Zara's remarks above suggest one way in which the biases and stereotype threat that disabled philosophers experience are distinct in character and in kind. In the aforementioned article, I have suggested other ways in which the biases that disabled philosophers confront are distinct in character and kind from the biases that have, to date, been identified in the literature on implicit biases and stereotype threat.

Another form of epistemological ignorance about the rampant ableism in philosophy is the continued unwillingness to genuinely examine the structures that exclude philosophy of disability and other theoretical analyses of disability from what are deemed requisite or "core" areas of the discipline (another topic that I discuss at length in the aforementioned article, especially with respect to the structure of the PhilPapers and PhilJobs databases). And, of course, there is the continued inaccessibility of the main professional associations for philosophers which most philosophers seem content to ignore!

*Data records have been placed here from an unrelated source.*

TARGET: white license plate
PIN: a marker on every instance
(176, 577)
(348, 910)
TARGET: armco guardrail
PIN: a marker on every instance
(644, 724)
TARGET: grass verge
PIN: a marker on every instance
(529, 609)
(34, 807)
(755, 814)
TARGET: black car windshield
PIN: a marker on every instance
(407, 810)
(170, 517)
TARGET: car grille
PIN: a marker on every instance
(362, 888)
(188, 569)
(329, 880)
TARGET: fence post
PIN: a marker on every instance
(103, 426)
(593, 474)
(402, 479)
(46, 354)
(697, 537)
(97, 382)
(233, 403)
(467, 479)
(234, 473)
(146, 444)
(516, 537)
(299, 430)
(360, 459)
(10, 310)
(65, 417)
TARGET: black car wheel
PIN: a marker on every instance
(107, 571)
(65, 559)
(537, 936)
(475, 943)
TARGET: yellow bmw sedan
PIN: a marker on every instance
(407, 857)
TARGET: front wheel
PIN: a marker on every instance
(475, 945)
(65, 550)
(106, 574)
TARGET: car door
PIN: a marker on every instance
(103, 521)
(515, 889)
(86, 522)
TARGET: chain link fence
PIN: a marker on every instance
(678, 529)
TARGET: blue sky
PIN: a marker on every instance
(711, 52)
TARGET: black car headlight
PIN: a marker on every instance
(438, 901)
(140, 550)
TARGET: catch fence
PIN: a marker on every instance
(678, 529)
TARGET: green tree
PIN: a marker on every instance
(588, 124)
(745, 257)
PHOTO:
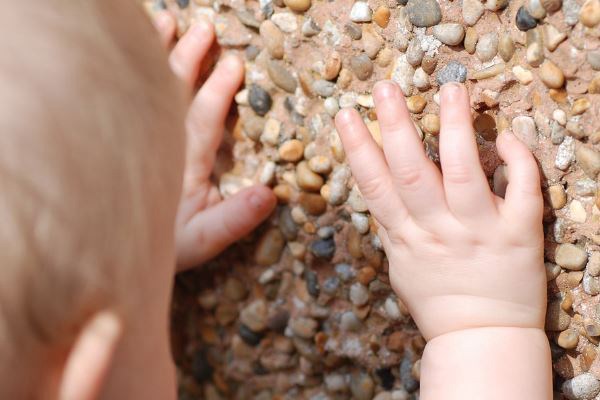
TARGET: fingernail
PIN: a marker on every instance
(385, 89)
(451, 89)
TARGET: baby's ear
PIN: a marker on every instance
(90, 357)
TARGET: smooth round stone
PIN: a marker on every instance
(260, 100)
(305, 328)
(570, 257)
(362, 66)
(506, 47)
(361, 12)
(551, 75)
(472, 10)
(324, 248)
(269, 248)
(593, 58)
(524, 20)
(450, 34)
(424, 13)
(581, 387)
(349, 322)
(359, 294)
(454, 71)
(568, 339)
(272, 38)
(281, 76)
(298, 5)
(524, 128)
(589, 161)
(590, 13)
(487, 47)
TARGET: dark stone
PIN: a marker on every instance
(260, 100)
(287, 226)
(324, 248)
(386, 378)
(312, 282)
(201, 369)
(452, 72)
(183, 3)
(524, 20)
(249, 337)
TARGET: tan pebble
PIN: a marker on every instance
(489, 72)
(291, 151)
(272, 39)
(298, 5)
(270, 247)
(366, 275)
(283, 192)
(333, 65)
(307, 179)
(506, 47)
(551, 75)
(589, 14)
(523, 75)
(385, 57)
(471, 39)
(580, 106)
(429, 64)
(320, 164)
(594, 87)
(431, 124)
(373, 127)
(382, 16)
(552, 5)
(416, 104)
(568, 339)
(557, 196)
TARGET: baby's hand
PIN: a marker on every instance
(460, 257)
(207, 224)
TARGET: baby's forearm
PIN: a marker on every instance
(487, 363)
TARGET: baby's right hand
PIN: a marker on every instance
(460, 257)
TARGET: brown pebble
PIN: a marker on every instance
(416, 104)
(382, 16)
(298, 5)
(333, 65)
(312, 203)
(307, 179)
(551, 75)
(291, 151)
(557, 196)
(568, 339)
(471, 39)
(272, 38)
(270, 247)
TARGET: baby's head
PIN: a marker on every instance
(91, 160)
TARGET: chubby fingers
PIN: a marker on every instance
(416, 178)
(189, 52)
(523, 199)
(212, 230)
(467, 191)
(369, 169)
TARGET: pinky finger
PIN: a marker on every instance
(523, 199)
(166, 27)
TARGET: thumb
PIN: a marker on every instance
(211, 231)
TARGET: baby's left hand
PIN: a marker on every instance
(207, 224)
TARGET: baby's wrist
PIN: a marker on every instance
(491, 362)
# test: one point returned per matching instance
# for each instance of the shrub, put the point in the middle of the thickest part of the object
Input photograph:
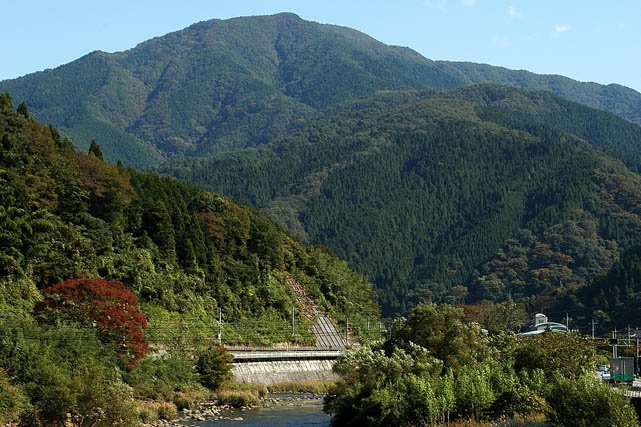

I think that we must work simultaneously at the level of the individual and the level of the collective to change the current grievous situation of disabled philosophers and disabled academics in general. With Foucault, I think that force relations are both individualizing and totalizing and, in this way, force relations at the micro-level of the individual make possible, reinforce, and sustain force relations on a broader scale.

I'm very glad that you took the time to contribute to the work of this blog, even though you are not a philosopher. You are always welcome here.


"I propose that a good place to start would be something like an imperative of accessibility, or an accessibility heuristic. Access must cease to be something anomalous that follows around the one in twenty professional philosophers, or one in ten disabled students, who are willing (or have no choice but) to disclose differentiated access needs. Access ought, instead, be something that we as a philosophical community are committed to thinking about and implementing out of a recognition that this is what justice seems to require, at least as far as the law is concerned, and even if political and other philosophers have not yet quite caught up with it."

I completely agree. It would be good to have some sort of database (constantly developing and update-able) that gives information about access requirements for conference organisers to consult, which could function as a sort of accessibility standard. Do you know of anywhere that this is being developed? I know of piecemeal efforts to do this, but a shared resource of some kind that people can add to would be very useful.

I have a general gripe with the fact that doing professional philosophy often requires hours and activities beyond work (conferences, informal networking, etc.) in ways that disadvantage various groups of people. I'd been thinking particularly of carers, but obviously, it also is a problem for people who have to conserve their energy, or for other reasons find it difficult to be in the pub chatting, etc. I don't know what to suggest about this, but it would be good for academics to think long and hard about this.